SNPT – Revendications : La Direction Générale contrainte à la négociation                                                                             09/09/2016
Les responsables syndicaux à la tête des manifestants à Hahotoé

« Nous avons voulu faire cette marche pour que cela ait un écho pour que les autorités puissent nous écouter et trouver une solution à notre problème. C’est une marche pacifique pour dénoncer les conditions dans lesquelles nous travaillons, la misère que nous sommes en train de subir, l’esclavage que nous subissons à la SNPT », a déclaré Egbohou Poro, Secrétaire général du Syndicat national des mines du Togo (Synamito). Et de déplorer : « Nous travaillons, mais nous ne sommes pas payés à la hauteur de notre travail, nous sommes exploités. Que les autorités comprennent qu’il y a des Togolais qui souffrent. Nous revendiquons les minima conventionnels. Il y a une grille de la convention de la mine, nous travaillons, mais nous ne sommes pas payés par rapport à cette grille ». A Lomé, devant le siège de la Banque togolaise pour le commerce et l’industrie (BTCI) qui abrite la Direction générale de la SNPT , le personnel a voulu rencontrer Michel Kao Kézié, le Directeur général. Mais l’entrée de la BTCI a été bouclée par un dispositif sécuritaire, obligeant le personnel à crier : « Nous voulons le respect des minima de la convention collective », « Nous ne voulons pas d’Edery ». Devant la forte mobilisation, la Direction a opté pour la négociation. Elle a rencontré les responsables syndicaux. A l’issue de la rencontre, le DG a promis de les situer aujourd’hui sur leur situation.

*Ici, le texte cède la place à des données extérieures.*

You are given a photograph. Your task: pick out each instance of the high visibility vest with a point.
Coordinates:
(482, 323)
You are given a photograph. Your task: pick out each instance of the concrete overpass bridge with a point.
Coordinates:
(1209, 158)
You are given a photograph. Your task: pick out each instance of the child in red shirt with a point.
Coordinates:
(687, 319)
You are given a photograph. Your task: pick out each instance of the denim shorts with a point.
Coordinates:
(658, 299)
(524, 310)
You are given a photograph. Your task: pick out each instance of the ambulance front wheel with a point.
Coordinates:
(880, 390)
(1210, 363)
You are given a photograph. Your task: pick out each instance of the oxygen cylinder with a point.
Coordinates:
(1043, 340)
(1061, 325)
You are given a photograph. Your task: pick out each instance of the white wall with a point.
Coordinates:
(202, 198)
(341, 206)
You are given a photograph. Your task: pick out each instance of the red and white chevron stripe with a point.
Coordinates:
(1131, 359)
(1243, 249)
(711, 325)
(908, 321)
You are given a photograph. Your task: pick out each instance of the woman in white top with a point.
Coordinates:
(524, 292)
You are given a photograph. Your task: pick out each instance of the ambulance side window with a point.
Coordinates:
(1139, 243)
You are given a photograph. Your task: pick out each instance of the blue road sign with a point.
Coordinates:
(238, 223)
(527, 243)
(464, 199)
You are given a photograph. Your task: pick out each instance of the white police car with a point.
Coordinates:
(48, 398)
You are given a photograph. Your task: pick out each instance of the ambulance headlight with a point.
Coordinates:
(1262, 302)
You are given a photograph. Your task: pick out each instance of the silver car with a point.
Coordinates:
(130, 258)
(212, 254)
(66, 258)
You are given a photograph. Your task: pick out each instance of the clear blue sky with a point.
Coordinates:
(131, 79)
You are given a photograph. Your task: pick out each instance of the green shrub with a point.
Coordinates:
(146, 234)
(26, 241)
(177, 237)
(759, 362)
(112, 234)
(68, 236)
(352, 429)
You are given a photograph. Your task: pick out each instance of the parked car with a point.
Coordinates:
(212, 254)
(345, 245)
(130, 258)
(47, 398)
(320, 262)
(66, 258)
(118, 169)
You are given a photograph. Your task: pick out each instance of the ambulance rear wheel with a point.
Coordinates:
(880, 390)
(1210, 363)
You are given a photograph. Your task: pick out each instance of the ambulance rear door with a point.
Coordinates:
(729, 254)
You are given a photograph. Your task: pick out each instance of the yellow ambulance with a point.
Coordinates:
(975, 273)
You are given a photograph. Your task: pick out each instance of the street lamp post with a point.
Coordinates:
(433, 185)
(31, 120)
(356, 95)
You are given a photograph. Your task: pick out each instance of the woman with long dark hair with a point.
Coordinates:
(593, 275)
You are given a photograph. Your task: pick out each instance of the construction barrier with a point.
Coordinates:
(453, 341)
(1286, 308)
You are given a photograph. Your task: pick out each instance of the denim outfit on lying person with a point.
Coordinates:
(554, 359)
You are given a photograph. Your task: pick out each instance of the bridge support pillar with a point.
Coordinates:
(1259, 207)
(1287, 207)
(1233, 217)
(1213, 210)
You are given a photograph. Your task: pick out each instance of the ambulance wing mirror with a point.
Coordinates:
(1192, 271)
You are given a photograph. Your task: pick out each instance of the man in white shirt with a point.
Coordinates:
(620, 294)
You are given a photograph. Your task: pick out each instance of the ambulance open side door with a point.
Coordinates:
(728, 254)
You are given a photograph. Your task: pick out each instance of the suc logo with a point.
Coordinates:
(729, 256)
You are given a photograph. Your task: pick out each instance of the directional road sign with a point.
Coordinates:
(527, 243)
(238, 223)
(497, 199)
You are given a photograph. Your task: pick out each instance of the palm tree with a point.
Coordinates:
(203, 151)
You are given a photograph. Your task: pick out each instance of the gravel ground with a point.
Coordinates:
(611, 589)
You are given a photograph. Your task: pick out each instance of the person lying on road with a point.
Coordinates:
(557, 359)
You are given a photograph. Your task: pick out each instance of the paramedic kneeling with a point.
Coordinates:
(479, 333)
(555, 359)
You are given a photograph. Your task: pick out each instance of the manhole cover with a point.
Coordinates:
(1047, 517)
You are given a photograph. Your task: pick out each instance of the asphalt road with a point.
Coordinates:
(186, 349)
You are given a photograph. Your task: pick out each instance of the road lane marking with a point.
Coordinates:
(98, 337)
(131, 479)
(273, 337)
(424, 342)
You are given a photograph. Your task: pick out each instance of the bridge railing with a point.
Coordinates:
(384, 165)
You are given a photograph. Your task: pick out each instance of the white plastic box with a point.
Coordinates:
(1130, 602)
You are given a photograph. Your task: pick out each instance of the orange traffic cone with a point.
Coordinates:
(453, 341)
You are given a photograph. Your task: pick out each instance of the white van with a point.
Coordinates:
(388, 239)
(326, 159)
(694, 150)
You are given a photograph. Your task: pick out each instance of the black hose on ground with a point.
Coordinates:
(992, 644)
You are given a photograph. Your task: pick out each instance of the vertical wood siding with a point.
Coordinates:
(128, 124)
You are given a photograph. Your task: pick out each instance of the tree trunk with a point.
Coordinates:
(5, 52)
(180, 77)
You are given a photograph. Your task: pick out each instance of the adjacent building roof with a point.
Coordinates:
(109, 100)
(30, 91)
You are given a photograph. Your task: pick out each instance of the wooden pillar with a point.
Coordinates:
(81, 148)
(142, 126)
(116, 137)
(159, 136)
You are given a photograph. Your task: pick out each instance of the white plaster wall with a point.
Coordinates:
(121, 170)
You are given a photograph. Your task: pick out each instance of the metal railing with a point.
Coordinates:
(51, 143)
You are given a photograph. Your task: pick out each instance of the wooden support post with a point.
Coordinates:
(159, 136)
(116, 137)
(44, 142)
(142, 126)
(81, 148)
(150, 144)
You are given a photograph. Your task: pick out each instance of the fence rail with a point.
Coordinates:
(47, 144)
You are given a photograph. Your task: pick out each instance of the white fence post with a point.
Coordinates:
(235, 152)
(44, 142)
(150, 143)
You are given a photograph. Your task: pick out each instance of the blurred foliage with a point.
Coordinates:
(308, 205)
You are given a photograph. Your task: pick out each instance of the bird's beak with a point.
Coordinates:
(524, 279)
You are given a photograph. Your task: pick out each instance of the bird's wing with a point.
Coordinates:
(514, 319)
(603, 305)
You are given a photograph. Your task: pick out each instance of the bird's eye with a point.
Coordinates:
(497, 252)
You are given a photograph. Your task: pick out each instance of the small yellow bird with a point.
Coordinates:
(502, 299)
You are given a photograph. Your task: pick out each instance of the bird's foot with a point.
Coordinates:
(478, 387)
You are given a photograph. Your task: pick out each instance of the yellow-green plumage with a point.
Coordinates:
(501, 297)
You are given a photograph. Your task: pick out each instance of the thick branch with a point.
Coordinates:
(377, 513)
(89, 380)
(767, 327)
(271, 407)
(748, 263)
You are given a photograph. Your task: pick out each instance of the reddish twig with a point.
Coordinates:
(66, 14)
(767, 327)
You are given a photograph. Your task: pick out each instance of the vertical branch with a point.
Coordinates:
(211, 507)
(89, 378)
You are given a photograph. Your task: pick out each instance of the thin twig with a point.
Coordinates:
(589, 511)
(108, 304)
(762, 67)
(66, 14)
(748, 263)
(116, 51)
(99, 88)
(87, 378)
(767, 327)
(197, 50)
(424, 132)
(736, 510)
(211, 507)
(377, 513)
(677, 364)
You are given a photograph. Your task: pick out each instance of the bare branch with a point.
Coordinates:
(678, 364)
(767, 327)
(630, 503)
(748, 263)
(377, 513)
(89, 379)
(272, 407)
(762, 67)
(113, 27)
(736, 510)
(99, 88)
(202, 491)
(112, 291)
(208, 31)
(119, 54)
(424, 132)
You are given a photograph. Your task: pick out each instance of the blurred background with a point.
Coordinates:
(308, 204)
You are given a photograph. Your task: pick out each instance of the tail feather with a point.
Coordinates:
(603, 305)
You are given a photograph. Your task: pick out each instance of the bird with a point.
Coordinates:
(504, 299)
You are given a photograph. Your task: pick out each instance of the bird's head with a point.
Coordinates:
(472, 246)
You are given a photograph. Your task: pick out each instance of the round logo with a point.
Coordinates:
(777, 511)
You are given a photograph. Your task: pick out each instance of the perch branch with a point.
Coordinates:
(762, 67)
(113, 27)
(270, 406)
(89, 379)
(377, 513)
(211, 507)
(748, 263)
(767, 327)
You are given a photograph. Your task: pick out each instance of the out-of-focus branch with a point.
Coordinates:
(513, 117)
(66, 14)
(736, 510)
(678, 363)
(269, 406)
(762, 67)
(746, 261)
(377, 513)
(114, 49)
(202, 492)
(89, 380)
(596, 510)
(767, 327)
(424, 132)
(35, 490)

Cela fait trois (03) ans que les mêmes revendications, entre autres, le minima conventionnel, la sécurité au travail, la visite médicale, le reclassement du personnel, les oeuvres sociales sont sur le tapis. Maintes fois, la Direction générale a tourné les agents en bourrique. Mais, cette fois-ci, le personnel a décidé de se faire entendre afin que ses conditions de travail et de vie soient améliorées. Ainsi, hier matin à Hahotoe, le personnel a organisé une marche pacifique qui a sillonné la localité. Simultanément, leurs camarades de Kpémé organisaient la leur. Plus tard et grâce à une action organisée, le personnel de Kpémé a rallié celui de Hahotoé devant la Direction générale.

La situation dans les industries extractives au Togo est indescriptible. Des salaires des employés sont en deça des chiffres d’affaires réalisés par la SNPT. A cela s’ajoutent les licenciements abusifs.